Neil Oliver: Our leaders have abused their relationship with us

Neil Oliver: Our leaders have abused their relationship with us
Neil Oliver

By Neil Oliver


Published: 24/07/2021

- 19:12

'Every time something bad happened it was our government that felt let down, hurt most. Always it was because we had broken the rules. We could not be trusted to know what was best'

Abusive relationships are abhorrent and I do not say what I am about to say lightly. I know for many, the captivity of lockdown has greatly increased the suffering and the risk. But in my opinion - I say, we are in a version of an abusive relationship with our leaders. The trust is gone – and when trust goes it never really comes back.

A vase dropped and smashed might be glued together again but you’d never put water and flowers in it. A lot of us feel like we’re going mad.


Lockdown made us isolated and kept us isolated. I say that this was deliberate and crucial to the strategy of them keeping us right where they wanted us. We couldn’t get together with loved ones to talk all of it through. That’s classic abusive behaviour – that made us feel more alone and intensified the feeling of being dependent on our government.

There was, after all, no one else. Our government told us one thing one day – promised it was the absolute truth and we could count on it one hundred percent. And then the next day the story was changed and when any of us queried it we were shouted down for being mad, conspiracy theorists.

Professor Chris Whitty once told us this disease posed a threat almost exclusively to the very old, and the very ill.

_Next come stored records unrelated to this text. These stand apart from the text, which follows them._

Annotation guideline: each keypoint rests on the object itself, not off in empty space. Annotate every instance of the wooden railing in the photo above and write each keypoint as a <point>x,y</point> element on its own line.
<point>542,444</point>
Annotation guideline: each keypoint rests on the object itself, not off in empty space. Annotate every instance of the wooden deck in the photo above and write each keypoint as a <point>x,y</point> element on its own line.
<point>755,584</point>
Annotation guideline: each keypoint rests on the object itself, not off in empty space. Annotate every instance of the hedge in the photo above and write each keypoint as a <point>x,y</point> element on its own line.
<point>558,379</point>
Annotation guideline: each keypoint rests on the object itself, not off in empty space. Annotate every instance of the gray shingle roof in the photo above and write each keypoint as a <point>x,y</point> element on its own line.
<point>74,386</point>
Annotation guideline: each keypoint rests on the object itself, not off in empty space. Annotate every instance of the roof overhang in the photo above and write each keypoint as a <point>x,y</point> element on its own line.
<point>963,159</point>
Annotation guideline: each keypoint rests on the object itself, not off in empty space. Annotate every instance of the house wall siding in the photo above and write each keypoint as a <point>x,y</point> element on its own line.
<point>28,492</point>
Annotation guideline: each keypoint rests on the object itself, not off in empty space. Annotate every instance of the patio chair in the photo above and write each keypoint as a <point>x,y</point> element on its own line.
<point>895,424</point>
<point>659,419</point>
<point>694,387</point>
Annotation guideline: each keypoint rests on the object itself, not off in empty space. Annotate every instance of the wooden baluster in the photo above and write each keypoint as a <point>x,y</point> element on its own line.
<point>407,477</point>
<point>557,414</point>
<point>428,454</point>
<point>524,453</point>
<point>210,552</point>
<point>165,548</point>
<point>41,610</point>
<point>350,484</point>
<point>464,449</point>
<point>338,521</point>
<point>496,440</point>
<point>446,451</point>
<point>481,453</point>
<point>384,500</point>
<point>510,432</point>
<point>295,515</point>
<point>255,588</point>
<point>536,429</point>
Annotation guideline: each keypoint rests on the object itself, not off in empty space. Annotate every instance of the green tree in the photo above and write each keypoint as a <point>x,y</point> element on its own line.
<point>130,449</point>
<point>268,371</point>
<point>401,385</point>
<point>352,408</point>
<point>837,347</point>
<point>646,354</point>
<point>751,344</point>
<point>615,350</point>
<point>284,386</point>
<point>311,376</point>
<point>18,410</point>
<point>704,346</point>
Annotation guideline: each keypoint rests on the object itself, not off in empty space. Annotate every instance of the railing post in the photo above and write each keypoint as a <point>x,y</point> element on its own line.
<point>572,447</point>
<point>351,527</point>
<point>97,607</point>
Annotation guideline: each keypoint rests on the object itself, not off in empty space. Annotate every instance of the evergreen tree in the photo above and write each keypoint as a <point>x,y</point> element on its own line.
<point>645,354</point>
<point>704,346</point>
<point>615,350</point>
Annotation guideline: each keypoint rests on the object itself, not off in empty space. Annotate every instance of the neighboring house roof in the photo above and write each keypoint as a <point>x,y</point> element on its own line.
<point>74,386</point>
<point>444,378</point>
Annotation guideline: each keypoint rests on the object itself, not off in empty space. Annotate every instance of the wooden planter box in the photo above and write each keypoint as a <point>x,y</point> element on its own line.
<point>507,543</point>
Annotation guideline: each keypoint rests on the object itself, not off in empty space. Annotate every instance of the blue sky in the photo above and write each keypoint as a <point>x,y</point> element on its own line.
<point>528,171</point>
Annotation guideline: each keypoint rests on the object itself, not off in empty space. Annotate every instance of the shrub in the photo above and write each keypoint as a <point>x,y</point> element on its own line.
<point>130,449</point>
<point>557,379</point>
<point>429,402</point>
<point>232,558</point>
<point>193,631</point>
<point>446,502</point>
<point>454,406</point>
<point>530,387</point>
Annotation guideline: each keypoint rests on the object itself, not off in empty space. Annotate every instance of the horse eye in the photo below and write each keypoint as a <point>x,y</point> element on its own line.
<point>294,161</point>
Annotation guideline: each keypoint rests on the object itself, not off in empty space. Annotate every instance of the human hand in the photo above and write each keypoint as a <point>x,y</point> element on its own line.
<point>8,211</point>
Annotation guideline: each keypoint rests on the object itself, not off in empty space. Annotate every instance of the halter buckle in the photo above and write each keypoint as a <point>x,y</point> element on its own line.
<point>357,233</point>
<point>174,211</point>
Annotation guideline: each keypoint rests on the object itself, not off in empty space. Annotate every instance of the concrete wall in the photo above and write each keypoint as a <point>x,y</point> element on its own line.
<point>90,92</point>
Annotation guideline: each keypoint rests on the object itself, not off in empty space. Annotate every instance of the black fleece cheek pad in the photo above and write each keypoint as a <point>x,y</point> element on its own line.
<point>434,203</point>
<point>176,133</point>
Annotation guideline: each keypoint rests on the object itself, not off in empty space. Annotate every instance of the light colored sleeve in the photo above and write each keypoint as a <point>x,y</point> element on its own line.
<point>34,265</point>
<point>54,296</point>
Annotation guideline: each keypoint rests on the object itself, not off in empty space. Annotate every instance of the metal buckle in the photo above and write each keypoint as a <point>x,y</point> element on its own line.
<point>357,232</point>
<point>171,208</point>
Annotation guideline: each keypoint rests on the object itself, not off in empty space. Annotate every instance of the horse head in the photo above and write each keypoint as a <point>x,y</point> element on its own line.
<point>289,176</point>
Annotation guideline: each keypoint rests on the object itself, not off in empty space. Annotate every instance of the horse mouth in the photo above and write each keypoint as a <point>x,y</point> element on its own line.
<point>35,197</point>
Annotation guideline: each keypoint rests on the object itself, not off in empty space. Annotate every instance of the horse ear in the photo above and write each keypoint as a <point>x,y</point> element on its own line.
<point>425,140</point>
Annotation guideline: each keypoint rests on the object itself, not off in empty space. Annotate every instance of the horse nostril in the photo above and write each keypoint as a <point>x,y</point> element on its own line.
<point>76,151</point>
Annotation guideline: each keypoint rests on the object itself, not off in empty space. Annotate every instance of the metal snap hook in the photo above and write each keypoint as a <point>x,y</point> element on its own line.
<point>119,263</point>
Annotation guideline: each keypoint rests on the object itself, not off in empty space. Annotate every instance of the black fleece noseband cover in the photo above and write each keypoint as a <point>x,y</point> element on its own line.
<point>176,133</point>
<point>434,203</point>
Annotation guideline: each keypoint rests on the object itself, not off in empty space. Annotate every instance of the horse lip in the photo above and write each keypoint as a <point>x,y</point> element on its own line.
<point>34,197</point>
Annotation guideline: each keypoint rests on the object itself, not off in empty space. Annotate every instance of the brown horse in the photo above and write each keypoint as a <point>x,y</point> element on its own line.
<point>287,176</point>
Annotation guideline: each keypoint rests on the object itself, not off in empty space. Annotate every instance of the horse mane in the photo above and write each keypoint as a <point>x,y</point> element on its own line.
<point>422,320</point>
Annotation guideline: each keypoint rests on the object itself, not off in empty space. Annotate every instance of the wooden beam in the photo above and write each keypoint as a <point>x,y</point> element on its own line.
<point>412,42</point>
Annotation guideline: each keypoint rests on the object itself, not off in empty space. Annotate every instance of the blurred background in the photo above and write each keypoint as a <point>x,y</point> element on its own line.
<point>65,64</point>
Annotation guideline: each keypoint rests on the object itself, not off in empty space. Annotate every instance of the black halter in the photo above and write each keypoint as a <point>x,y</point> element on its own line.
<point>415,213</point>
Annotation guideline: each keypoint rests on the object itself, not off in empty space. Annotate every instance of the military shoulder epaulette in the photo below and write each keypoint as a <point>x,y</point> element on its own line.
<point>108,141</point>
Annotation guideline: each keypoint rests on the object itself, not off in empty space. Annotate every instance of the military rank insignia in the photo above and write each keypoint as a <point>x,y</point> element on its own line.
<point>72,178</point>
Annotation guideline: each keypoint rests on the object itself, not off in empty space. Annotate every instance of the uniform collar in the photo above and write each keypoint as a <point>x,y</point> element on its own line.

From what I can make out, that is still the case. Masks were not needed, they said, way back in March 2020, since they "reduced the risk almost not at all."

There would never be vaccine passports, they said, because those were divisive and an affront to every notion of liberty. The young – the very young especially – had more to fear from missing school than from Covid, they said.

Now masks are apparently what all compassionate people wear. Vaccine passports seemingly the only way to go on holiday or get to a gig, or to a place of worship. And double jabs for vulnerable children and babies loom larger and larger.

It has been like trying to put together a jigsaw, but one from which too many pieces are missing and the picture on the box changes every day. When we look confused and want to ask a question now, we get that look, that look that means we should quieten down, right now. Everything bad was our fault.

Every time something bad happened it was our government that felt let down, hurt most. Always it was because we had broken the rules. We could not be trusted to know what was best. That was the government’s job.

We are too stupid, apparently. We should leave it up to them. What do we mean we want to go to work outside the house – earn our own money? Don’t we know how that makes our government feel? Our government is working so hard.

And yet even now there are millions of us who still haven’t got the message. Let’s take this idea of mine, about an abusive relationship a little further: Those like us – born and raised here in the West – have known generations of peace.

We look back at our parents and grandparents, as it were, and see good, strong marriages, between people and state. We have assumed that our relationships would be the same as those. Because we were born to trust. We are what sociologists call a “High Trust Society” – and among the first in the world.

That elevated level of trust might work if you’re in a good relationship with a trustworthy partner. If you’re with someone who betrays all of that trust, then you’re especially vulnerable to the old tricks. We were born to trust – to assume our government would always have our best interests at heart. For me, this past year has been made hardest of all by the steady realisation, day by day and week by week, that our trust has been misplaced, and then abused.

I receive a lot of letters. It’s been going on for many months and I have kept every one. Hundreds and hundreds of letters and cards. The game, for a game it has been to some extent, is to avoid using anything like a formal address. And so, onto the envelopes the senders put doodles of me, or descriptions like “The long-haired guy who walks around the coast,” or, “Him off the telly” or even just, “You know who, Stirling”.

My postman has done the most excellent job of making sure they reach me. It’s been the best of fun and uplifting to the spirits of my family and me. Every day my kids go to the door to check for the latest arrivals.

Inside many of the envelopes, though – behind the fun – are serious words. More than half of all the letters I’ve received have been moving beyond my powers of description. If there’s been a recurrent theme it runs along the lines of: "I thought I was going mad'; "I thought it was just me,"; "I have had nowhere to turn for help and I’ve felt so alone."

Others tell stories of loss – loss of jobs, of friends, of hope itself – people whose lives have been turned upside down and inside out by this past year and more of upheaval. The letters have come from every corner of the British Isles, and also from thousands of miles away. I’ve had them from Australia and New Zealand, from all over Europe, from Asia. Many have come from the USA and Canada.

Flowing through many of the letters, too many of them indeed, is the sound of confusion and awful, awful sadness and loneliness.There’s so much more I could say but it boils down to this.

We are not alone if we look beyond our own walls and see that there are millions more like us – just as confused and, underneath it all, filled with righteous anger. If you tolerate this your children will be next is from the Spanish Civil War. It was on a poster used by the Republicans in the fight against Fascism.

I say - if you want to survive an abusive relationship, the day comes when all you can do is take the children and walk away from the old life.